We don't have to go searching for a plot of land in the mission field because we're already standing in the part of the field God wants us to be in right now. Yes, He may very well call us to go various places to serve. But I think when we look inside our hearts, we see the field, and we learn that the field begins with our hearts. The first field we are given, the first field that God wants us to till, the first field He wants us to let Him till is the field of our hearts. I could mention various parables and metaphors from Scripture concerning nature that are used to explain what spiritual growth looks like. But I won't. The main point is that God is after our hearts. Last year at a communal prayer meeting, someone gave this word: "God wants the one thing He lacks: our hearts."

If we can understand this, if we can learn to see when we look at the mission field not a field of places, cities, circumstances, or things but a field of hearts, cracked, broken, dry, empty, in-need of the Holy Spirit's tilling and not our own, then we will be very good missionaries because we will be looking at the field with His eyes:

Jesus went around to all the towns and villages, teaching in their synagogues, proclaiming the gospel of the kingdom, and curing every disease and illness. At the sight of the crowds, his heart was moved with pity for them because they were troubled and abandoned, like sheep without a shepherd.
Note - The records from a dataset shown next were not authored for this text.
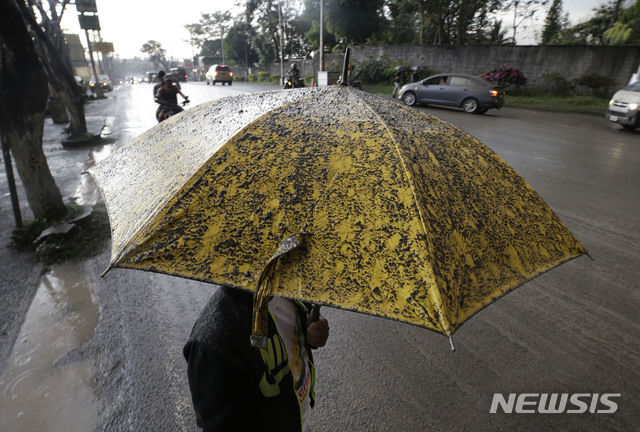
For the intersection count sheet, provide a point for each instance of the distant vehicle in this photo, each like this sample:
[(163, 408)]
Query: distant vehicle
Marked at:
[(180, 74), (472, 94), (219, 73), (624, 107), (103, 82)]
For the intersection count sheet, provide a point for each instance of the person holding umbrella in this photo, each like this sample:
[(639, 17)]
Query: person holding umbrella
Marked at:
[(235, 386), (396, 85)]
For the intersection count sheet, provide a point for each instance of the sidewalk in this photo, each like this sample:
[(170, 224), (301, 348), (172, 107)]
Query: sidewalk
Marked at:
[(21, 272)]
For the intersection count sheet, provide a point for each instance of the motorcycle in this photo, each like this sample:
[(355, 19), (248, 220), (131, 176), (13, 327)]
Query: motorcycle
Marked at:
[(169, 109), (289, 84)]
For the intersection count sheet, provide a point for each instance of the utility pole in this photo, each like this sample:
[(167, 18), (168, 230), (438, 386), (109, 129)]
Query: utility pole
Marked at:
[(321, 35), (281, 43)]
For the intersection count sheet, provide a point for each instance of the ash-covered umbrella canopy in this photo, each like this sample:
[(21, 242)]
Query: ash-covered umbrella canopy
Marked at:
[(403, 215)]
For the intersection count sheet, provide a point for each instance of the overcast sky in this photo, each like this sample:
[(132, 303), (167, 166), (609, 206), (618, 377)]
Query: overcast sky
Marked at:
[(131, 23)]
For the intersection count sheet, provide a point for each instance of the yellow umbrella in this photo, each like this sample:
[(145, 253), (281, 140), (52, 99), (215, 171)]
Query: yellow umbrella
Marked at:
[(333, 196)]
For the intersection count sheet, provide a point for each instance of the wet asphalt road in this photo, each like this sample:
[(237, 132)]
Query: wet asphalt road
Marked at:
[(571, 330)]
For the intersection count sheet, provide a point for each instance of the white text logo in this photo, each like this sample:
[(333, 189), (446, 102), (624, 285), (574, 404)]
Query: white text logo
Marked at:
[(555, 403)]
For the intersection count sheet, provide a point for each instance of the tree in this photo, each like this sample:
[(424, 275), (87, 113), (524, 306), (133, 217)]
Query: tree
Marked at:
[(157, 54), (23, 82), (238, 44), (591, 32), (353, 21), (211, 27), (55, 58), (626, 30), (439, 22), (554, 24), (497, 35), (523, 11)]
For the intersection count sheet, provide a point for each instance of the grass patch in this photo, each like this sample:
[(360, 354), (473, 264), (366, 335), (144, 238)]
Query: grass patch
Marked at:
[(87, 238), (546, 102)]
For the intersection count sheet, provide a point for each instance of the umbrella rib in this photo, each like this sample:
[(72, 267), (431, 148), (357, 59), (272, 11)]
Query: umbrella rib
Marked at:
[(446, 326)]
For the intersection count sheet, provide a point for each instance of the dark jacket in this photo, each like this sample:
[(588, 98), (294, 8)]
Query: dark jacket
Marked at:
[(227, 375)]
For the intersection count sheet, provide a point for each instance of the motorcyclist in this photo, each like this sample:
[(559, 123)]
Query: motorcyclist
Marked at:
[(167, 97), (294, 75)]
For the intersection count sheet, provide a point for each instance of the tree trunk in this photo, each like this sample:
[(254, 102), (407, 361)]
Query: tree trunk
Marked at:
[(56, 108), (24, 90), (59, 72), (24, 136)]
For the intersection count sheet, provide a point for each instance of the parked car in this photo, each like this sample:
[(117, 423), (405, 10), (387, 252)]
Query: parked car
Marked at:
[(219, 73), (624, 107), (103, 81), (472, 94), (180, 74)]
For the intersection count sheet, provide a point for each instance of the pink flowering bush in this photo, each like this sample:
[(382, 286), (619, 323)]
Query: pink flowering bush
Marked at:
[(505, 76)]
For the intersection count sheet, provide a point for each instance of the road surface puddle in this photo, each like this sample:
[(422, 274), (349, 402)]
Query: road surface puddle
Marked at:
[(47, 385)]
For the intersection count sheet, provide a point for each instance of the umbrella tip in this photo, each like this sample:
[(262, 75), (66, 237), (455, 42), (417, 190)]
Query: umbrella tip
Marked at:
[(259, 341), (104, 273)]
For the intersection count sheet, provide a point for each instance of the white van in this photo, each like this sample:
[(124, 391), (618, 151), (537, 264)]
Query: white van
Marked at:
[(219, 73), (624, 107)]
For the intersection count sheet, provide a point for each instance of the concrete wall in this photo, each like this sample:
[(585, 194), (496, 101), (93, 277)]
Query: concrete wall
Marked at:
[(619, 63)]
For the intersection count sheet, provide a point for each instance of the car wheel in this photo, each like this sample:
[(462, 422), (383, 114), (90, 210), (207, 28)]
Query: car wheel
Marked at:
[(470, 105), (409, 98)]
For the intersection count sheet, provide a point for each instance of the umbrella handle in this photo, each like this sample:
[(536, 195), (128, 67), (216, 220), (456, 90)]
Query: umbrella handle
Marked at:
[(315, 313)]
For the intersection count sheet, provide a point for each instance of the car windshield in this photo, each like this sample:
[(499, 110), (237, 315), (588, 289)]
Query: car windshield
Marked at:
[(634, 86)]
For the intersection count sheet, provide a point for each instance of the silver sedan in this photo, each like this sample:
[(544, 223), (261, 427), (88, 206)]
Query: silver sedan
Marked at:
[(472, 94)]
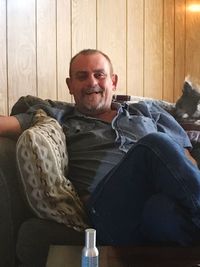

Then he said to his disciples: 'The harvest is abundant but the laborers are few; so ask the master of the harvest to send out laborers for his harvest.' (Matthew 9: 35-8).

Verses 37-8 are often quoted in reference to mission, but I think it's important to consider what moves Jesus to say what he does: "his heart was moved with pity." Jesus Christ is calling us to have hearts that are movable, as His is movable.

But who can love as Jesus loves? Who can see these crowds not for what they could "do" or "be" but simply as ones who need love? Only one who has received Jesus's heart for mission first and received Jesus's heart for him/herself first. Can missionaries humble themselves enough to believe that they, too, still need to be evangelized by the love of Christ? Can we believe that Jesus Christ looks on us and is "moved with pity" because we are "troubled and abandoned"?

We are in what many Christians call the season of Lent, a time of fasting, prayer, and repentance. Jesus Christ looks on us and is moved. Do we notice His gaze and count ourselves as part of the crowds? Jesus says "Blessed are those who are poor in spirit." Do we know how "poor" we are, that we may know how "blessed" we are?

Let us count ourselves as those who need the Gospel. As we continue to acknowledge this we shall be free to share with others the true nature of the Gospel, that "all [have] fall[en] short of the glory of God"(Romans 3: 23). We will know the nature of the seed we have been given to sow in the little plot of land which God has given to each of us. And we will see the plot of land for what it is, a lovely gift from Him, and will be confident that the One who has placed us where He has an incomprehensible love for each of us.